Secondo Greenpeace l’unico modo di salvare il mare è quello di stabilire una rete globale santuari marini, eliminare la pesca illegale e ridurre lo sforzo di pesca, passando dall’utilizzo di metodi di pesca distruttivi alla valorizzazione della pesca responsabile, a basso ambientale e che da priorità di accesso alle risorse della pesca e alle filiere commerciali a chi pesca nel modo più sostenibile.

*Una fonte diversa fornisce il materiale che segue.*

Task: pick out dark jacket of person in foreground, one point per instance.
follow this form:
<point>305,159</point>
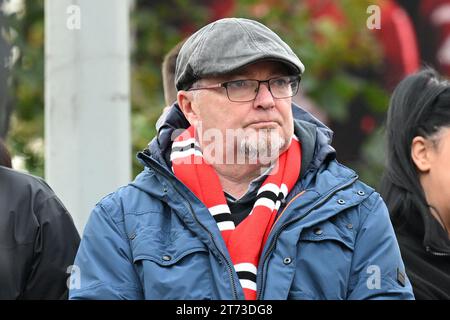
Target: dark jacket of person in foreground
<point>38,239</point>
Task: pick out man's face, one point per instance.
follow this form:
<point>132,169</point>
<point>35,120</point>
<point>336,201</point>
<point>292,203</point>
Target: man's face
<point>263,125</point>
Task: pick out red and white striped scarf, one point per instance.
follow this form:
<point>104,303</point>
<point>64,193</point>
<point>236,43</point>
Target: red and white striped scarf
<point>246,241</point>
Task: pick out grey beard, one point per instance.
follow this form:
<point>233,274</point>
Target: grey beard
<point>263,147</point>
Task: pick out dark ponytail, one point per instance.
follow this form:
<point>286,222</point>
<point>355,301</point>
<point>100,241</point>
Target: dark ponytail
<point>419,106</point>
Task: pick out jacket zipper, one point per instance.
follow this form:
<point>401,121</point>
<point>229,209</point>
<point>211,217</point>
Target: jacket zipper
<point>435,253</point>
<point>277,234</point>
<point>230,268</point>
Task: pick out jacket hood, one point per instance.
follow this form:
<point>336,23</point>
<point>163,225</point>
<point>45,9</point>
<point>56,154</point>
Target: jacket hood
<point>315,138</point>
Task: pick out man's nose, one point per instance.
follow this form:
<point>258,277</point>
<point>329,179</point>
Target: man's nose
<point>264,98</point>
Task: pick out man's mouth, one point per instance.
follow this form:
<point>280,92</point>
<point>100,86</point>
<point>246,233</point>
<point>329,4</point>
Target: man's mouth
<point>263,125</point>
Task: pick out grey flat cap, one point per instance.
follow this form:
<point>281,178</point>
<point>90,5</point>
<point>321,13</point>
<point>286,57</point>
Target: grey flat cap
<point>227,45</point>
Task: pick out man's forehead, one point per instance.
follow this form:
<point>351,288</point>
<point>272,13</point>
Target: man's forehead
<point>260,68</point>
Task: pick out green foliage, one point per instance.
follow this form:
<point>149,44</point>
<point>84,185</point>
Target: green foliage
<point>330,52</point>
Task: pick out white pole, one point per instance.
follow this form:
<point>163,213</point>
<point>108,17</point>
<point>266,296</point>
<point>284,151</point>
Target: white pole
<point>87,101</point>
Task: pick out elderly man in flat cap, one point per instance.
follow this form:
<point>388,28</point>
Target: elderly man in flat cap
<point>241,196</point>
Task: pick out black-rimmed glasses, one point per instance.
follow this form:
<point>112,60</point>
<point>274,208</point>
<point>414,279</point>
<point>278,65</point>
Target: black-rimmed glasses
<point>246,90</point>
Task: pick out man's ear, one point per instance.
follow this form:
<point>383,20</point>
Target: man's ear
<point>421,149</point>
<point>185,101</point>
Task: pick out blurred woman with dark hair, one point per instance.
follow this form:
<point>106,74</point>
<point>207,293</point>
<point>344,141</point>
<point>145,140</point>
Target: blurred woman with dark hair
<point>5,158</point>
<point>416,183</point>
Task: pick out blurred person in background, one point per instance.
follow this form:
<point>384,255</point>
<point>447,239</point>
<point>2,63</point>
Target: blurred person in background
<point>5,157</point>
<point>38,239</point>
<point>416,183</point>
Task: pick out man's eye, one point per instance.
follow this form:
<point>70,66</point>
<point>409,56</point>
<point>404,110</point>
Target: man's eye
<point>281,82</point>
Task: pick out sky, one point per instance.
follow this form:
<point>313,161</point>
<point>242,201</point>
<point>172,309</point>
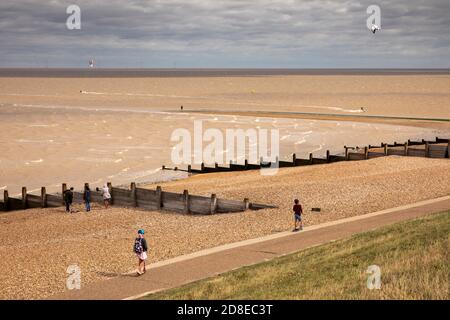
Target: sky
<point>225,34</point>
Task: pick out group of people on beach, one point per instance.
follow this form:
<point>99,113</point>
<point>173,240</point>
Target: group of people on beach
<point>141,248</point>
<point>68,198</point>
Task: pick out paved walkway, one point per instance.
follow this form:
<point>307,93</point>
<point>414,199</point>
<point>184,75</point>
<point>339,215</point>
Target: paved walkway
<point>207,263</point>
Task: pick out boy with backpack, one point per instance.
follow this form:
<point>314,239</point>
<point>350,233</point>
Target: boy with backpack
<point>298,211</point>
<point>141,248</point>
<point>68,199</point>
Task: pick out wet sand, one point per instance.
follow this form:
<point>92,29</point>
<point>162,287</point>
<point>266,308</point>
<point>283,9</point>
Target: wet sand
<point>119,129</point>
<point>35,264</point>
<point>77,130</point>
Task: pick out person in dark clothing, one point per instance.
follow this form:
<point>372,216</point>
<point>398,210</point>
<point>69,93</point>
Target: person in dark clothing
<point>68,199</point>
<point>141,248</point>
<point>87,197</point>
<point>298,211</point>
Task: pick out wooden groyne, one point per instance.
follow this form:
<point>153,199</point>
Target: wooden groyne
<point>438,148</point>
<point>135,197</point>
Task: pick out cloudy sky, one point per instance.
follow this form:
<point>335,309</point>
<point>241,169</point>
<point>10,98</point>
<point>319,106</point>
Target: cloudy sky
<point>226,33</point>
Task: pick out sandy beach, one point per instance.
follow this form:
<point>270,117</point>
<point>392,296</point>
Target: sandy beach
<point>77,130</point>
<point>100,243</point>
<point>95,130</point>
<point>390,95</point>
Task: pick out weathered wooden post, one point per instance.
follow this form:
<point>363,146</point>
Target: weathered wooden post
<point>133,194</point>
<point>159,203</point>
<point>63,190</point>
<point>109,184</point>
<point>246,204</point>
<point>24,197</point>
<point>43,197</point>
<point>186,202</point>
<point>6,199</point>
<point>213,204</point>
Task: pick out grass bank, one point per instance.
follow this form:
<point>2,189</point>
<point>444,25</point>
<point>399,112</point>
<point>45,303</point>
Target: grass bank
<point>414,258</point>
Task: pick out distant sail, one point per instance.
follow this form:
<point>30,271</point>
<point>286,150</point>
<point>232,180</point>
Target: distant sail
<point>375,28</point>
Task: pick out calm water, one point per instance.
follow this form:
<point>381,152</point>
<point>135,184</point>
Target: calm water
<point>167,73</point>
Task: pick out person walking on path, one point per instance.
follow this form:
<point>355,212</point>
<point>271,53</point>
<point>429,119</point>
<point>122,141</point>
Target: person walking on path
<point>68,199</point>
<point>141,248</point>
<point>106,196</point>
<point>298,211</point>
<point>87,197</point>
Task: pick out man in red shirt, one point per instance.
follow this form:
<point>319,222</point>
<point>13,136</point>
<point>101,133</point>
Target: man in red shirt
<point>298,211</point>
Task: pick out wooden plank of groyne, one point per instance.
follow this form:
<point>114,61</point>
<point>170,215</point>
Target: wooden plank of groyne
<point>133,194</point>
<point>54,200</point>
<point>5,200</point>
<point>172,201</point>
<point>123,197</point>
<point>147,199</point>
<point>438,151</point>
<point>352,156</point>
<point>43,197</point>
<point>414,152</point>
<point>34,201</point>
<point>96,196</point>
<point>199,204</point>
<point>15,204</point>
<point>319,161</point>
<point>302,162</point>
<point>372,155</point>
<point>24,198</point>
<point>213,204</point>
<point>78,197</point>
<point>224,206</point>
<point>285,164</point>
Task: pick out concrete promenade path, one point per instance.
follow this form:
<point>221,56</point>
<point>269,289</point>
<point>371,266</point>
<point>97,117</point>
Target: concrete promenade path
<point>210,262</point>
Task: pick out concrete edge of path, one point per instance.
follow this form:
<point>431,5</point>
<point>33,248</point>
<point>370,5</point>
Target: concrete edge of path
<point>277,236</point>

[1] FAO 2018. The State of World Fisheries and Aquaculture

[2] Illegal, Unreported, and Unregulated Fishing: Sanctions in the EU (2014) http://www.europarl.europa.eu/RegData/etudes/STUD/2014/529069/IPOL_STU(2014)529069_EN.pdf

[3] Implication of Illegal, Unreported and Unregulated Fishing https://fas.org/irp/nic/fishing.pdf

[4] http://www.greenpeace.org/seasia/ph/What‐we‐do/oceans/bycatch/

[5] Greenpeace, 2014. Monster Boats: The Scourge of the Oceans. The destructive concentration of power and quotas in the EU fishing industry. https://www.greenpeace.org.au/wp/wp-content/uploads/2017/10/GP_monsterboats_report.pdf

[6] Dirk, Z. et al, 2017. Global Marine Fisheries Discards: a Synthesis of Reconstructed Data. Wiley, Fish and Fisheries, 2018; 19:30–39 https://onlinelibrary.wiley.com/doi/pdf/10.1111/faf.12233

[7] Sala, E. Mayorga, J., 2018. The Economics of Fishing the High Seas. Science Advances, Vol. 4, no. 6, eaat2504. http://advances.sciencemag.org/content/4/6/eaat2504

[8] Greenpeace.2014. Slavery and Labour Abuse in the Fishing Sector. Greenpeace Guidance in the Seafood Sector and Government.